Hannah Hearth

UX for Configuration Schema

UX for developer tooling is the hot new thing for designers! We’re beginning to see great resources like these guidelines and principles for designing a good user experience in command line tools.

And I recently stumbled upon a Stack Overflow question that asks, “Are configuration files considered user interfaces?” My opinion: Yes.

I work on HashiCorp’s UX design team for Consul, a service networking solution, which is a configuration-heavy application. On the Consul team, designers and engineers partner to create experiences where users may need to write a configuration file and then run a command that processes that configuration into network infrastructure.

So, even before the user gets the CLI half of that experience, how do we design a good UX when it comes to the configuration file itself?

UX Principles & Guidelines

To summarize, we should aim to design configuration experiences that:

  • Ease adoption
  • Reduce cognitive load
  • Reduce dependencies
  • Minimize error blast-radius
  • Deprecate gradually and gracefully

Ease adoption

Reduce any friction points in the user’s getting started experience. We can do that first by setting reasonable defaults on every property, so that the user doesn’t have to manually configure much or anything at all.

A great example of this is the Consul Helm Chart, a massive configuration file that has literally hundreds of options. Infinite customizations are great for advanced users, but imagine if you had to make a decision about every single configuration property just to get started. Instead, users don’t need to know how it works or what they want at all. They can get started without setting a single property:

$ helm install consul hashicorp/consul --create-namespace -n consul

As the user grows in their understanding of the product and their own needs, they can customize the values in their file and use more advanced properties.

Another nice feature you can provide is the ability for the user to reset their file to the original defaults. This might allow users to quickly spin up demos to try out functionality and then restart from scratch.

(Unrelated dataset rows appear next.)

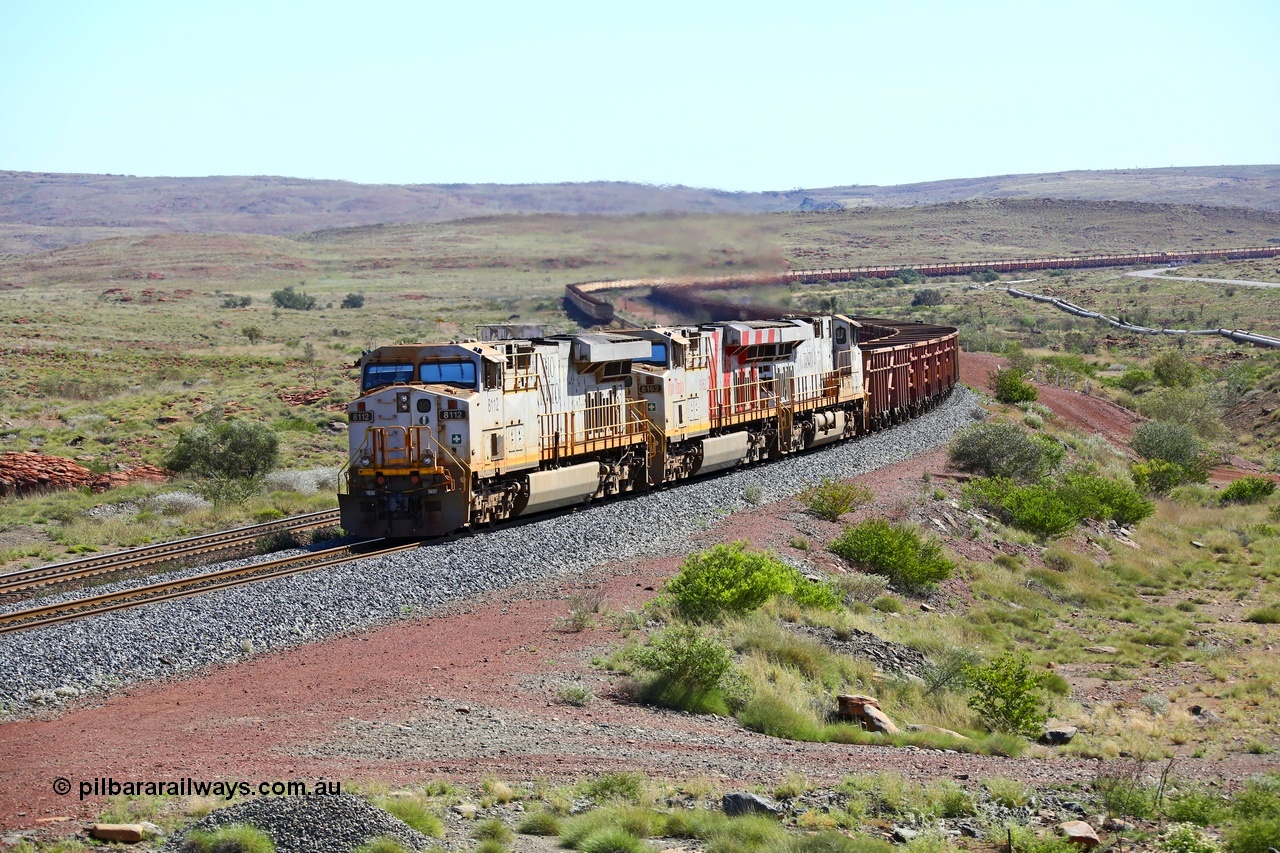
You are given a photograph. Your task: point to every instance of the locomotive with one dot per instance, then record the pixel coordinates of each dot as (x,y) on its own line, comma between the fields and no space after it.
(448,436)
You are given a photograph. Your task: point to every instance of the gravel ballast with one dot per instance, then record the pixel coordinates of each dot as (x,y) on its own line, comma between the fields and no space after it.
(337,824)
(48,666)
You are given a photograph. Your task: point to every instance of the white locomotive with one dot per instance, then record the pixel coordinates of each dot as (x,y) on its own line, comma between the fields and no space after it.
(452,434)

We can also ease adoption by providing common examples. You may want to document a “production-ready” example alongside a simpler example that gets them to a working demo faster.

Reduce cognitive load

In other words, don’t make the user think too hard. We can reduce cognitive load by choosing descriptive, concise names for properties, and by being consistent about it, two things that are easier said than done. To learn more about naming things well, I’ll urge you to check out Kate Gregory’s talk.

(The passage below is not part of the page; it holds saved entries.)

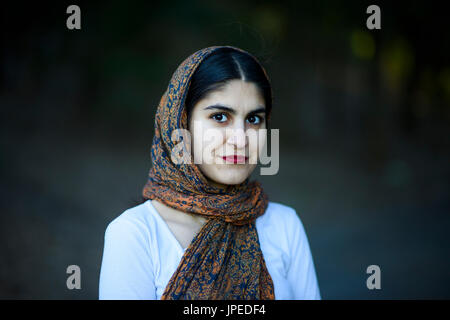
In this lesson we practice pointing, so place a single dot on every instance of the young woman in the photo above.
(204, 231)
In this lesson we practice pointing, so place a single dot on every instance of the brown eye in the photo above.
(219, 117)
(253, 119)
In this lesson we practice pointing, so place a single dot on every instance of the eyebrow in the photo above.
(232, 111)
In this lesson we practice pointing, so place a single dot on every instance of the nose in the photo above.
(237, 137)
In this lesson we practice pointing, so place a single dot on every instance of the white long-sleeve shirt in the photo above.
(141, 254)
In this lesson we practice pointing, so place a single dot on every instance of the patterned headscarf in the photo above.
(224, 261)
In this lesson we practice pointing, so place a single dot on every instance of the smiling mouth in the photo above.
(235, 159)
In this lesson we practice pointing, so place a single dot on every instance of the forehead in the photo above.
(237, 94)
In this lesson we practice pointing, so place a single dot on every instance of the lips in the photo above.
(235, 159)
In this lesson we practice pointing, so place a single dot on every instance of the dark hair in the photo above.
(223, 65)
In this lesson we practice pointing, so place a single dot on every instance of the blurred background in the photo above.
(363, 116)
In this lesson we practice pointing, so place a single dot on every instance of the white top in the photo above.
(141, 254)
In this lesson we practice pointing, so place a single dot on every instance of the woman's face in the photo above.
(223, 127)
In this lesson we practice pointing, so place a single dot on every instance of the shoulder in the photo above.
(280, 214)
(283, 222)
(133, 222)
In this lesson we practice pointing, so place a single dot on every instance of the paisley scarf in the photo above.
(224, 261)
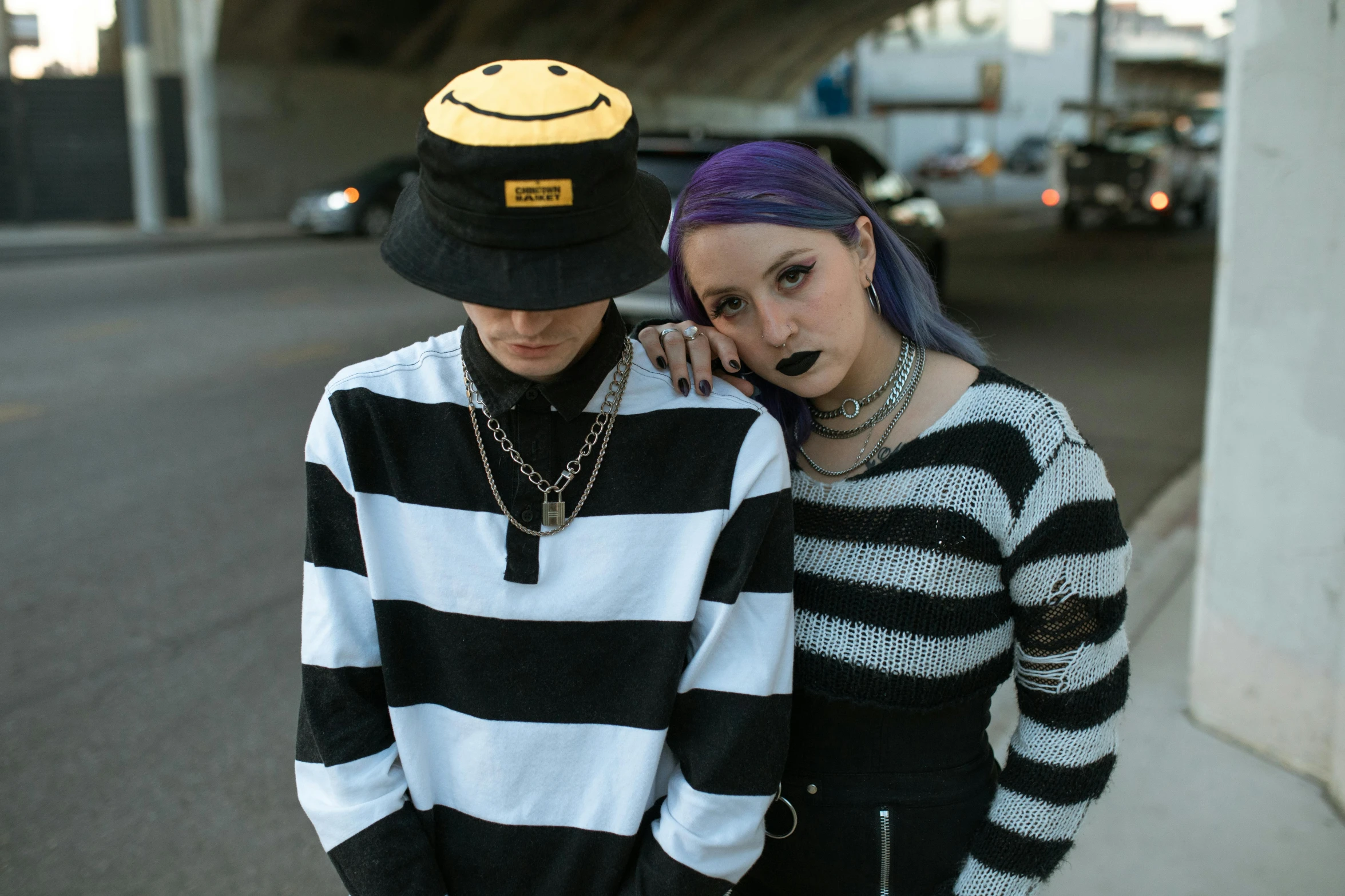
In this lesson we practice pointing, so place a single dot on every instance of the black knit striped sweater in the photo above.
(989, 546)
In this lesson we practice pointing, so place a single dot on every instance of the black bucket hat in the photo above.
(527, 195)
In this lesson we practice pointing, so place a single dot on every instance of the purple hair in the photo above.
(772, 182)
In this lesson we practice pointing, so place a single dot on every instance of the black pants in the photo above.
(887, 800)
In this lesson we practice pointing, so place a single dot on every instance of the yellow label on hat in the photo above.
(526, 102)
(538, 194)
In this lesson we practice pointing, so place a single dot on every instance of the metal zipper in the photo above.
(884, 852)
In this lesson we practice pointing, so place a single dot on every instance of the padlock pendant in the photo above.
(553, 513)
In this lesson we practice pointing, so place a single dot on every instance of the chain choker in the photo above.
(908, 391)
(553, 512)
(900, 374)
(860, 403)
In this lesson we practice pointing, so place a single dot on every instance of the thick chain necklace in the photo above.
(900, 374)
(906, 402)
(861, 402)
(553, 512)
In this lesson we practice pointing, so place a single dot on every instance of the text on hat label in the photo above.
(538, 194)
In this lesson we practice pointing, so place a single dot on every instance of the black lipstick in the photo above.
(798, 364)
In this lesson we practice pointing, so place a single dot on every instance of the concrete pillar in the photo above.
(5, 43)
(1269, 629)
(198, 23)
(147, 168)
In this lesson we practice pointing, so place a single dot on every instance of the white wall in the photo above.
(1269, 640)
(1035, 85)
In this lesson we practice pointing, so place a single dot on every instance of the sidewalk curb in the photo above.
(43, 244)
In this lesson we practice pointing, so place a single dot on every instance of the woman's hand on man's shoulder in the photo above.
(692, 363)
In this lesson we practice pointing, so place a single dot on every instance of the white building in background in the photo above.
(933, 73)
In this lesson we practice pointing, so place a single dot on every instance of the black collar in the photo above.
(569, 393)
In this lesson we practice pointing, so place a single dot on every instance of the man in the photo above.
(546, 636)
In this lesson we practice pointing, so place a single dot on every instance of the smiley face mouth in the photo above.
(550, 116)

In general, my mini research process for naming includes:

  • Market research for what this thing is typically called in our industry across blogs, open source, or social media, depending on the project
  • What do our competitor products call it in their API, CLI, or UI?
  • How do our company’s other product lines refer to something similar?
  • What is the long-term vision for this feature, so that even if it looks one way today, it’s flexible for future growth?
  • What “word type” am I looking for? (descriptive, common noun? passive adjective? There are more options here than you might realize at first)
  • Sticky notes board with synonyms, with a pros and cons list for each

Reduce dependencies

Will the value of one property impact how the user can configure another property? Or, even worse, will it impact a completely separate set of properties in other configuration files?

Unlike CLIs, APIs, and UIs, configuration files don’t have a call and response option. There’s no way to inform a user immediately that their action (changing a property value) has had an unexpected effect on the validity of the rest of their file or application. So, this means we need to reduce dependencies between properties.

Minimize error blast-radius

Okay, so we want to reduce dependencies, but that’s not always avoidable. In cases where one property value would impact another property’s value options, we need to make sure the dependencies that exist are as clear as possible or even automate their changes.

For example, in Consul, when you add a config for an ingress gateway, it doesn’t simply work on its own. You also need to take the second step of adding to your intention configuration to ensure the ingress gateway can actually connect with the destination service.

To illustrate, here’s a file showing the ingress gateway config:

Kind = "ingress-gateway"
Name = "us-east-ingress"
Listeners = [
  {
    Port     = 3456
    Protocol = "tcp"
    Services = [
      {
        Name = "db"
      }
    ]
  }
]

And then separately, in your intention configuration file, here’s where you would add that ingress gateway:

Kind = "service-intentions"
Name = "db"
Sources = [
  {
    Name   = "us-east-ingress"
    Action = "allow"
  }
]

In user testing, we saw that people were likely to create the ingress gateway, but unlikely to know that they needed to update their intentions configuration as a result. Having intentions as a separately configurable entity provides a desirable level of security.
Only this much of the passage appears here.